Von Hartmut Brand, Fun und Freizeit, Spiele, 67 Views
#Brands #Spiele #Check: #Escape #Room Nummer 352 – »Sherlock Holmes« im #Rätselkeller am Markt in #Dülmen
#Lippstadt, September 2026
Unsere erste Station am Montag und damit Escape Room Nummer 352 war »Sherlock Holmes« im Rätselkeller am Markt in Dülmen. Dieser Anbieter stand schon lange auf meiner Wunschliste, weil ich zum einen das Konzept der Escape Rooms unter der Buchhandlung Sievert faszinierend finde, aber auch immer schon einen sehr netten Kontakt zu Alex hatte, so dass ich mich darauf freute, dass wir uns dann auch mal persönlich kennenlernen konnten.
Sherlock Holmes ist entführt worden. Am vergangenen Abend brachen vermummte Gestalten in die Baker Street ein und entführten den berühmten Meisterdetektiv. In einem anonymen Brief kam jedoch keine Lösegeldforderung, die Entführer kündigten den Tod von Sherlock Holmes am nächsten Tag an.
An uns als Teil der Ermittlungseinheit lag es nun, den Täter zu überführen und damit den Meisterdetektiv zu retten.

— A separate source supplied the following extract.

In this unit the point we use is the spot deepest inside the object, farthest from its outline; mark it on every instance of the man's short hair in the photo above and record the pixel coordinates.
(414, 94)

Die Begrüßung durch Alex, der an diesem Tage auch als unser Spielleiter fungieren sollte, war unglaublich herzlich und erfolgte in einem thematischen Setting des Eingangsbereiches vor dem Escape Room schon hier merkt man, dass im Rätselkeller unglaublich viel Liebe zum Detail herrscht und das steigert natürlich schon die Vorfreude.
Im Raum selbst bereitete uns ein Intro auf unseren Fall vor und dann ging es auch schon los.

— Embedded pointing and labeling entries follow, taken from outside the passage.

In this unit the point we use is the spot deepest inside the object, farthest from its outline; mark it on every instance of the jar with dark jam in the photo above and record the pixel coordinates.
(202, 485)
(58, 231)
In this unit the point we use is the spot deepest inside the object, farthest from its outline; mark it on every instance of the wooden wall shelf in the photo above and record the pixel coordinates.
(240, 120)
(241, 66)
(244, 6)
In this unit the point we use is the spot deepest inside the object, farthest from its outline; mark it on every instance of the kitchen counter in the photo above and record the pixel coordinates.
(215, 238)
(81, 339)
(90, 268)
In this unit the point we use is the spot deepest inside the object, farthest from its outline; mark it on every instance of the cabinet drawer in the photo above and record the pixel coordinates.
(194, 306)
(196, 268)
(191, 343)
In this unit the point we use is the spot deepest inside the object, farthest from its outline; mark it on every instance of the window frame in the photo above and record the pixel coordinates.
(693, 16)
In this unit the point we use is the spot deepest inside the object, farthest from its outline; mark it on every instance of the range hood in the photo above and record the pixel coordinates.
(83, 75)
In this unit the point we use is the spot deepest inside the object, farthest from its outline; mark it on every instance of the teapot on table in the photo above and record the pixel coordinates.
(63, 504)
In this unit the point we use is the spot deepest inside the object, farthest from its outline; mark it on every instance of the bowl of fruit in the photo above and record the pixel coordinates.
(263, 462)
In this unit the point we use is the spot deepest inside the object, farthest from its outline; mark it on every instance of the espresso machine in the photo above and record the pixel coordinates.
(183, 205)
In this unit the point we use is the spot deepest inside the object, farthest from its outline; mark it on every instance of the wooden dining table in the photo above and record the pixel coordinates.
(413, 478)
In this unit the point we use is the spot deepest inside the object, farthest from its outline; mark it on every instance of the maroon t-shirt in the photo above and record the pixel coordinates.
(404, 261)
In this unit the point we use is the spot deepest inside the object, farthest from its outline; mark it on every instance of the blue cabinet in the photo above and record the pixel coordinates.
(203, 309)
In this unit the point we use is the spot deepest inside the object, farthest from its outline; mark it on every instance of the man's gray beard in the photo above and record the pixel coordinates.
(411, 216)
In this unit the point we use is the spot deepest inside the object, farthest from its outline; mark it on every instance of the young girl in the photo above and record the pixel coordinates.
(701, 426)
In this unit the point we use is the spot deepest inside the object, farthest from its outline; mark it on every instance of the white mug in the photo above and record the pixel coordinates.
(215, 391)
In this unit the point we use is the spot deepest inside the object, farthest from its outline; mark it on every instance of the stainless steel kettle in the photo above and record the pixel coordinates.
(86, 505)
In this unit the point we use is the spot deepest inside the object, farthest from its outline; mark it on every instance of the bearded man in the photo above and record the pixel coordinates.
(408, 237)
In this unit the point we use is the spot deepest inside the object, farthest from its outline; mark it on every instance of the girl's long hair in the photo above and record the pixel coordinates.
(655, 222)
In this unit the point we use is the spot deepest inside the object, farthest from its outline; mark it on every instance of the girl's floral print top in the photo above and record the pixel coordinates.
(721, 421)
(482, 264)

Wir hatten »Sherlock Holmes« zwar vor Jahren schon einmal bei »Final Escape Wuppertal« (heute »Escape Stories Wuppertal«) gespielt. Setting und Rätsel unterscheiden sich hier allerdings von dem Raum in Wuppertal, der ja auch noch an anderer Stelle gespielt werden kann.
Als Viererteam konnten wir uns hierbei sehr gut auf die Aufgaben und Rätsel in der Wohnung des Meisterdetektivs aufteilen. Da, wo ein oder zwei Augenpaare vielleicht nicht weiterkam, tauschte man dann halt mal die Aufgaben und so kamen wir wirklich gut voran.
Wichtig ist in diesem Abenteuer, sehr genau hinzuschauen und das Entdeckte umzusetzen. Mit einer guten Teamkommunikation und Teamkoordination kamen wir hier sehr gut voran.
Wir mussten aber auch diesmal feststellen, dass man als Vielspieler manchmal dann doch etwas zu kompliziert denkt. An dieser Stelle half uns ein Telefonanruf des Leiters der Ermittlungsarbeit weiter, ohne jedoch zu viel zu verraten. Diese Art der Tippführung ist sehr authentisch und atmosphärisch, so dass wir die ganze Zeit über in der Story drin waren.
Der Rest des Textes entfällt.